Directeur exécutif des Jeux olympiques, le Lausannois Christophe Dubi est entré il y a trente ans comme stagiaire au CIO. Il en est aujourd’hui l’un des piliers essentiels. Un poste exposé pour ce manager d’un type particulier. Parmi ses défis actuels, les Jeux de Los Angeles en 2028 et la candidature de la Suisse pour les Jeux d’hiver.
« Quand j’ai rencontré Christophe Dubi pour la première fois, avec ses chaussettes rouges et ses cheveux longs, se souvient Jean-Claude Killy, je me suis dit : « Mais qui est cet oiseau ?» Alors responsable de la supervision des Jeux de Turin 2006, le mythique triple champion olympique de ski cerne rapidement le personnage: celui qui a débarqué trois ans plus tôt se distingue déjà par sa curiosité et une capacité à embrasser l’ensemble de l’écosystème olympique qui l’impressionne. Et un caractère outrageusement sympathique : « Il apportait un courant d’air frais à une institution qui en avait bien besoin. »
Un quart de siècle plus tard, en tant que directeur exécutif des Jeux, Christophe Dubi occupe l’un des postes les plus importants du CIO. L’un des plus exposés aussi. Faut-il le qualifier de numéro deux de l’institution, sous la présidente Kirsty Coventry ? « Ça ne veut rien dire, corrige-t-il d’emblée. Mes collègues, à commencer par le directeur général, ont eux aussi des rôles absolument essentiels. Je suis simplement un peu plus visible. »

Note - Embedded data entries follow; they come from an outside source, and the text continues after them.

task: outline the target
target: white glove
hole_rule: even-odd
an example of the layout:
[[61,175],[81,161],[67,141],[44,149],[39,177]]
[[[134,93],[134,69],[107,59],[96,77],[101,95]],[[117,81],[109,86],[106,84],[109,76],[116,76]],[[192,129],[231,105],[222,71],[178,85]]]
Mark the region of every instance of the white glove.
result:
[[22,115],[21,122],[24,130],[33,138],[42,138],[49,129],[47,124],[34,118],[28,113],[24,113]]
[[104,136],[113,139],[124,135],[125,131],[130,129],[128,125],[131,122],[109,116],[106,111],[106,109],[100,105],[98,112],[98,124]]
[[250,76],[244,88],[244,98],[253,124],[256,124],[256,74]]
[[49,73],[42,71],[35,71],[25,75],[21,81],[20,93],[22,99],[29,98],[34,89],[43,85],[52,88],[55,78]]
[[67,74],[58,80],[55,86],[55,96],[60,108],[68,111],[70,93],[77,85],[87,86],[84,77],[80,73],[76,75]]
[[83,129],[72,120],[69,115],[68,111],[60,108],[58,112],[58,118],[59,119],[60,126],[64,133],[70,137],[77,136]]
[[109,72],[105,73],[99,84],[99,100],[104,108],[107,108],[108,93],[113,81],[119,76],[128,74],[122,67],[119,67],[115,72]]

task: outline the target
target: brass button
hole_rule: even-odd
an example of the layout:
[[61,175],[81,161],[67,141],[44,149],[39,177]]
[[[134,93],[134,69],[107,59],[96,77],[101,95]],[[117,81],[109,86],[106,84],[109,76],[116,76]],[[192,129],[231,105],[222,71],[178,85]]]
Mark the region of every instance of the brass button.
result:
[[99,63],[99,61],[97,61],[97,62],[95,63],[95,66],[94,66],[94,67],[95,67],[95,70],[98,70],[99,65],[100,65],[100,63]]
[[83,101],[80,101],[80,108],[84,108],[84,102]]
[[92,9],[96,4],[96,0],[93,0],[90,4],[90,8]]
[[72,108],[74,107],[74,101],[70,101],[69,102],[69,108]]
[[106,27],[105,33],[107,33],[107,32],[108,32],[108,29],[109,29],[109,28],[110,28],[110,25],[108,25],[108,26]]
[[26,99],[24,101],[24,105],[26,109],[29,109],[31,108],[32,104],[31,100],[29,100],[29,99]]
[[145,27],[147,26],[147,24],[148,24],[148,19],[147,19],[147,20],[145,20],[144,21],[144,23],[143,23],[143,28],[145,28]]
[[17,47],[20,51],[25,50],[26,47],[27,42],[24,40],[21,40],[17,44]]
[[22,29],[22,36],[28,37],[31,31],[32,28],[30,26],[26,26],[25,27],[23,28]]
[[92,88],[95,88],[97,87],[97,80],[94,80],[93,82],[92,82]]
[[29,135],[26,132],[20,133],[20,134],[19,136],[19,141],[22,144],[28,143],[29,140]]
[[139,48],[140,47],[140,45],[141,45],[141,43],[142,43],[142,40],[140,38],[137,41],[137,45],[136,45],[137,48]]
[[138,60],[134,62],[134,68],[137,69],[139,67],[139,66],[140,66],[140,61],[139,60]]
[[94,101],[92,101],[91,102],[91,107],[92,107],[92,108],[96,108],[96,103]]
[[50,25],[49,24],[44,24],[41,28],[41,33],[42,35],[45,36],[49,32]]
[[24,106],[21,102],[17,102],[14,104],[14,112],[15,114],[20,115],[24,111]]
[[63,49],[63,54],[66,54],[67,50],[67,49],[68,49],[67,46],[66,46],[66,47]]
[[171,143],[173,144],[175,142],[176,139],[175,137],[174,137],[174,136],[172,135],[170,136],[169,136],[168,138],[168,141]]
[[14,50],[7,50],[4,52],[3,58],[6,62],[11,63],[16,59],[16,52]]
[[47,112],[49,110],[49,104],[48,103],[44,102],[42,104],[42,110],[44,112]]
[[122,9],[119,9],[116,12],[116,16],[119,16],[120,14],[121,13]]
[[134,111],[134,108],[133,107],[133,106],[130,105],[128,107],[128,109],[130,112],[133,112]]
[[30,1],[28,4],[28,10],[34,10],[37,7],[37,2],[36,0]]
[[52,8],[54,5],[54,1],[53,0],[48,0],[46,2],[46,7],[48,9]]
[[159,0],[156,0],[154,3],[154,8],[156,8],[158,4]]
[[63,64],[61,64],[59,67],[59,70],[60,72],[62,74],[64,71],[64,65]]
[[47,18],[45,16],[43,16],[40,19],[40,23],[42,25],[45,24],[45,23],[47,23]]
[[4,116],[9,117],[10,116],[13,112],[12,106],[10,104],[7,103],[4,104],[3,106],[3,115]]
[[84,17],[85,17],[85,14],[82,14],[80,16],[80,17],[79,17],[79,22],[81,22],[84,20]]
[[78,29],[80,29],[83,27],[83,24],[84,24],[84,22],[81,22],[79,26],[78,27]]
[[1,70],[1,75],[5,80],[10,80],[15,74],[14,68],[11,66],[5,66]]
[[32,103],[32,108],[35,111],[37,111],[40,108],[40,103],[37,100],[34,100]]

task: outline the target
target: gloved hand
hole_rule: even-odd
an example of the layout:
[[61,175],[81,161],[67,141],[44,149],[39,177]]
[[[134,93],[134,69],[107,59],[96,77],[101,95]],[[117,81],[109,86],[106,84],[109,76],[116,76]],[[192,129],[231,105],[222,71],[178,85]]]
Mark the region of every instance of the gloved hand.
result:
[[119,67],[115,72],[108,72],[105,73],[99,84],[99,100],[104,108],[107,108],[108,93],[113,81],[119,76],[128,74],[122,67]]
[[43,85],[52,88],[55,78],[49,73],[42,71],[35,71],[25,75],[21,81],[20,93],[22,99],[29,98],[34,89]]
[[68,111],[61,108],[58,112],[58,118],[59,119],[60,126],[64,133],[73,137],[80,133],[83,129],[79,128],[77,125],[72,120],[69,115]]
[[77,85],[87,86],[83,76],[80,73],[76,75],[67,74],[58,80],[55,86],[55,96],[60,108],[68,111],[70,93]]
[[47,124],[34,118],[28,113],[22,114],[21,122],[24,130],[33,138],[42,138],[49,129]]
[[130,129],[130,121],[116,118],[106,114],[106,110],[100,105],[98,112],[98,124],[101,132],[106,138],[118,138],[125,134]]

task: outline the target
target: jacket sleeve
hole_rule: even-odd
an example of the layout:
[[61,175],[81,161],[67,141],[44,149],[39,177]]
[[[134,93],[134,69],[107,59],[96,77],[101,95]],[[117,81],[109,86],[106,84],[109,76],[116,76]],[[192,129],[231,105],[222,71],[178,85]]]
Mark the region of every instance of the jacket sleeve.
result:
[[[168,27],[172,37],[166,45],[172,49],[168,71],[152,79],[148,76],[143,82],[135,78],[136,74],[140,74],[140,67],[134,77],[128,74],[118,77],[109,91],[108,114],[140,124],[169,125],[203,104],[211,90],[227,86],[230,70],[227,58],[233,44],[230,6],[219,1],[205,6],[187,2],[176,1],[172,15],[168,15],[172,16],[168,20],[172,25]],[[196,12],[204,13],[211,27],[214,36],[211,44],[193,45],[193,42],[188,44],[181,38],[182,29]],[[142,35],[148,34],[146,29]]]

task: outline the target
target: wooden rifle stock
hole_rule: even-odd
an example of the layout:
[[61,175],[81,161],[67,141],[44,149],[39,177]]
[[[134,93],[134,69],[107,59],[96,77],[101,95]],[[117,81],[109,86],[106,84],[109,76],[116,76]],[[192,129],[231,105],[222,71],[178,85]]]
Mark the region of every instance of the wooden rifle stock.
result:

Un homme, mille paramètres à gérer
Responsable des échéances les plus proches (les Jeux de la jeunesse de Dakar, les JO de Los Angeles en 2028, les Jeux d’hiver dans les Alpes françaises deux ans plus tard…), il suit et gère aussi les échéances plus lointaines, comme la candidature de la Suisse aux Jeux d’hiver de 2038. « C’est la beauté du job, confie-t-il, ce mélange du temps court et du temps long. »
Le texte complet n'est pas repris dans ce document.